The line that has always struck me in this is that the Westminster Divines take ‘murmuring and quarreling at, curious prying into, and misapplying of God’s decrees and providences’ as a form of taking the Lord’s name in vain. It is such an interesting application of the third commandment and I often don’t think about it. Over the years I have found it easier and easier to avoid saying why I think God put something in my life or the life of someone I know (Job’s friends tried that and they got told that they were wrong).

I think the part that is hard for many of us, myself included, is ‘murmuring and quarreling at God’s decrees and providences’. All too often we experience a hard providence, and we immediately start to complain about all that is happening around us. It is a natural reaction. We experience something bad and our natural reaction is to complain that it is happening to us. Yet, what the third commandment teaches us is that our natural reaction isn’t the right reaction.

This week has been filled with highs and lows and for our family. The highest of highs was when we had our new daughter, Mpho Grace run into our arms. All of the fears, all the questions we had about how she would receive us were relieved. She called us mom and dad and immediately ran and played with Calvin. Calvin loved her and played with her. It was a joyous meeting and we couldn’t have asked for a more perfect moment. She is the perfect addition to our family.

The funny part is that in the midst of those good providences, came a hard providence. As we were celebrating at lunch, Calvin fell and broke his elbow. It meant two days in the hospital for him. It was hard. We were anticipating a week of bonding ahead. We were excited about spending time together as a family. Then bang, Calvin was put in the hospital, and Mpho Grace’s bonding with our family was given a very odd beginning. Calvin ended up having surgery and is home now, and we are restarting our time together as a family.

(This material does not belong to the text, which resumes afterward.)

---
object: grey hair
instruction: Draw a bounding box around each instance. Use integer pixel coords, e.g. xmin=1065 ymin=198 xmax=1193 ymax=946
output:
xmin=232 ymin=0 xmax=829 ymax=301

I am not sure why God chose to give us this time with Calvin in the hospital. I am not sure why in his providence he has given us this experience to walk through in the midst of everything else. What I do know is that this is the providence of God.

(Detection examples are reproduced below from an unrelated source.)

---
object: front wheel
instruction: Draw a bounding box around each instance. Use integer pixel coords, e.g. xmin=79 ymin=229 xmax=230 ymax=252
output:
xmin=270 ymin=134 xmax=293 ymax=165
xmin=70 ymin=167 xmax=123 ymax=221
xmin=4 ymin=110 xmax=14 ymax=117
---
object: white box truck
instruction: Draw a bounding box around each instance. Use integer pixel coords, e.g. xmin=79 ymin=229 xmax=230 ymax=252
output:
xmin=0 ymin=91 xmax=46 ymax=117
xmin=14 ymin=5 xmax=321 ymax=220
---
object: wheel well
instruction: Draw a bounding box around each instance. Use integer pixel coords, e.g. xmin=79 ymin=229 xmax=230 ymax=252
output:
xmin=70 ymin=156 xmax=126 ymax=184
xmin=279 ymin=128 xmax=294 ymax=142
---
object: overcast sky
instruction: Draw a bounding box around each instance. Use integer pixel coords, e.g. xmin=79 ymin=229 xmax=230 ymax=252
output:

We may never know why God has given this hard providence. What we can know is that this hard providence comes from the hand of a good God. He has promised to use it to change, to conform us into the image of his Son. There have been many hard providences in my life and the life of the people I love that I can look back on now and see how God has used them to change us. There are many that I still have no clue why God brought them into my life. In the end, I am learning to not grumble about God’s decrees and providences because I know that I can trust the God that has given them to me.

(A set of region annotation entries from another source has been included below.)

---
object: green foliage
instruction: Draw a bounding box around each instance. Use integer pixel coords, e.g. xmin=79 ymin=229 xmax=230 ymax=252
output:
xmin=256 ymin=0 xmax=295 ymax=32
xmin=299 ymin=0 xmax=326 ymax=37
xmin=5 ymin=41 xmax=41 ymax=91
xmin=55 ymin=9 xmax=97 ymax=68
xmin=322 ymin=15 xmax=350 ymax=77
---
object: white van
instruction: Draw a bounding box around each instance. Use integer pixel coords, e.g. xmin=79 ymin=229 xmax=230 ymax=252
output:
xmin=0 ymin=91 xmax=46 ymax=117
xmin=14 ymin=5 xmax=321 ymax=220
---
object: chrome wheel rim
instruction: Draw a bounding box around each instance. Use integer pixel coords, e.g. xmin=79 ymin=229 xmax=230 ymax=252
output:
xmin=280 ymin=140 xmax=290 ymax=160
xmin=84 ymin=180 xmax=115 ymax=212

This week has been filled with highs. Mpho Grace really is amazing. We could not have asked for a more perfect fit to our family. It has been filled with lows. Seeing Calvin helpless and crying was horrible. It was not the way we wanted to welcome Mpho Grace into our family. Yet, both these highs and these lows are given to us by the hand of a loving God. So, I am learning to sing:

Whate'er my God ordains is right: here shall my stand be taken; though sorrow, need, or death be mine, yet am I not forsaken. My Father's care is round me there; he holds me that I shall not fall: and so to him I leave it all.